The Beecham Opera Company was an opera company founded by Thomas Beecham which presented opera in English in London and on tour between 1916 and 1920.

The initiative was conceived as part of Beecham's campaign to foster musical life during World War I, after the forced closure of the Covent Garden Opera Company, where the conductor had been mounting opera seasons. Conveniently, Beecham's project was able to draw on many former members of the Edinburgh-based Denhof Opera Company, thereby effectively continuing the earlier company's work. The company was formed with mainly British singers, with New Zealander Rosina Buckman a notable exception; she was assigned the role of a principal dramatic soprano. Supported financially by Beecham's father, Joseph, the new outfit quickly turned into a successful touring company with casts of mainly British singers, including Frank Mullings, who was entrusted with some of the key lead roles.

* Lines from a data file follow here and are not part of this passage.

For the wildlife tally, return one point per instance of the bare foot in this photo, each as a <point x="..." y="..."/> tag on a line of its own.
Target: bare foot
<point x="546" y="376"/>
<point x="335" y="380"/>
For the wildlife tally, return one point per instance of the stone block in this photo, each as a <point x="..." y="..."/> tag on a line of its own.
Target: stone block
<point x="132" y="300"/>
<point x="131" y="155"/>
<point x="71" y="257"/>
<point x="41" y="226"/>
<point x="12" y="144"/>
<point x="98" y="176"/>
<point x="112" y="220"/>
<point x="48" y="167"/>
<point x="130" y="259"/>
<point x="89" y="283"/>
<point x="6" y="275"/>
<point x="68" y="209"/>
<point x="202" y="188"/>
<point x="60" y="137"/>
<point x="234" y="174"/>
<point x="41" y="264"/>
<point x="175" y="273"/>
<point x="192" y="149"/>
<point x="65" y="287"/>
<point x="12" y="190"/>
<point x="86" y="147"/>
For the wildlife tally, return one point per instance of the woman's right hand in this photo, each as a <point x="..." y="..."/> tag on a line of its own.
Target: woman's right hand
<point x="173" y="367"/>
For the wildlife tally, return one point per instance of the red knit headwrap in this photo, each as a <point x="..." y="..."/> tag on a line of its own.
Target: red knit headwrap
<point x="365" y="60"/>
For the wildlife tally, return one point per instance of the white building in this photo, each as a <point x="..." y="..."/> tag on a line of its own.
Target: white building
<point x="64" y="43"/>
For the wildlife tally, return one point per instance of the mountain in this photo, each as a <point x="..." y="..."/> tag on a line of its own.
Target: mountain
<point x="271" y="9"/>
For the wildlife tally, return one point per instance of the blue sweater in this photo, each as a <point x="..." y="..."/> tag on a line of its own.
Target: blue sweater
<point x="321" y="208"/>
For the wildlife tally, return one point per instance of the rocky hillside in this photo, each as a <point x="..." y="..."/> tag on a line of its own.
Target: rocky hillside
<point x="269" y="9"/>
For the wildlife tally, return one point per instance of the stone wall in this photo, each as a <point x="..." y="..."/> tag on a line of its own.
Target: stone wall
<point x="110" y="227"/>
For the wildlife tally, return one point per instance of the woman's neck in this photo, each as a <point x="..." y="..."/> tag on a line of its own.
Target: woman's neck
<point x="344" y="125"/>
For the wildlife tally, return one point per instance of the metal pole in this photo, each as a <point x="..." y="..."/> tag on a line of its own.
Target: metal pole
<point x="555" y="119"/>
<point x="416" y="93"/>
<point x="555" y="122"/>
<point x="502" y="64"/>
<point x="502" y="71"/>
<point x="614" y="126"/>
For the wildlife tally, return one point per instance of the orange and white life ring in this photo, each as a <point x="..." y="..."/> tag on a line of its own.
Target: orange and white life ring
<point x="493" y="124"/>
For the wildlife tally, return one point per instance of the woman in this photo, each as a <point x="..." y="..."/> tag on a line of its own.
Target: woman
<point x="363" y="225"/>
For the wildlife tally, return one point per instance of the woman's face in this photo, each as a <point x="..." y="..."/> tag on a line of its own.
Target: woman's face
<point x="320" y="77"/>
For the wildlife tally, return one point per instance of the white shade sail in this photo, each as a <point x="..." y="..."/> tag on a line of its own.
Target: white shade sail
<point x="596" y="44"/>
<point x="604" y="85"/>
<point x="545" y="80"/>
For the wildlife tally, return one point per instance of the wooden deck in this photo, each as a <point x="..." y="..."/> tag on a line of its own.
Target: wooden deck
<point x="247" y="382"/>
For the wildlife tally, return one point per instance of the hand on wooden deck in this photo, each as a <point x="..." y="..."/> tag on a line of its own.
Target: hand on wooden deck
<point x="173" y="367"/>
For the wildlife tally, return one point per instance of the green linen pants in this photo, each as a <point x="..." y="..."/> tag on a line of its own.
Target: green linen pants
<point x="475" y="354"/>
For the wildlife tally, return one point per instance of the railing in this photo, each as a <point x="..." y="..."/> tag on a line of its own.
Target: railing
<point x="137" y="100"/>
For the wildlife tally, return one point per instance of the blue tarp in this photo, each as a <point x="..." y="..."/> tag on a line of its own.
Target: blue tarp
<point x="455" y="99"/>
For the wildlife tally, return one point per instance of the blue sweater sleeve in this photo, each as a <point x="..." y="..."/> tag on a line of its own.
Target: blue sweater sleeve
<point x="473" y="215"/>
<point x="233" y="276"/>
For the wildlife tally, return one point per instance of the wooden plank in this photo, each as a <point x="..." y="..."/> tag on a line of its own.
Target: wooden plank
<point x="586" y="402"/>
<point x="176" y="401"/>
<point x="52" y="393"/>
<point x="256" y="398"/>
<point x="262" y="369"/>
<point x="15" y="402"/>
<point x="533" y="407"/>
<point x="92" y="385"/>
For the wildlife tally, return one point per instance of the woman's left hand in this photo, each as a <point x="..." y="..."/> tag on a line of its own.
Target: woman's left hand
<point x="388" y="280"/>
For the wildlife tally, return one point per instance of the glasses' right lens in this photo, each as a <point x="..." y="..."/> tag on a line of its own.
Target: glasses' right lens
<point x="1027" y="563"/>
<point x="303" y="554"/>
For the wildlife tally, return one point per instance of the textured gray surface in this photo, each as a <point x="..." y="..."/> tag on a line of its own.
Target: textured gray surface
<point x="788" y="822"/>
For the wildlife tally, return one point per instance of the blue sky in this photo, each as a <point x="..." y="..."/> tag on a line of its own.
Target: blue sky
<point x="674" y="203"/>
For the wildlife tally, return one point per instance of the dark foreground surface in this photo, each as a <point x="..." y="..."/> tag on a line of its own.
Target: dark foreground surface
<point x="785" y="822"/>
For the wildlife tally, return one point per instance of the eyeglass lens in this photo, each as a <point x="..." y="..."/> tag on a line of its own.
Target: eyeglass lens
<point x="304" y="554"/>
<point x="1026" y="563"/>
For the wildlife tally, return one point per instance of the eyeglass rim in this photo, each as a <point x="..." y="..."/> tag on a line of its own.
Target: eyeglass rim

Beecham's company provided the wartime public with opera performances both around the provinces and in London (at the Drury Lane, Shaftesbury and Aldwych theatres), even during the 1917 Zeppelin raids. The repertoire was extensive, and included productions of works as ambitious as Boris Godunov (in French) and Tristan und Isolde. Although Beecham had intended the company to be a permanent venture, it was disbanded in 1920 when financial problems over buying the Bedford Estate forced him to withdraw temporarily from the music scene. Many of the performers joined the British National Opera Company (1922–1929), a replacement venture which bought the entire assets of the Beecham company, comprising the scenery, costumes, scores, instruments and performing rights for 48 operas.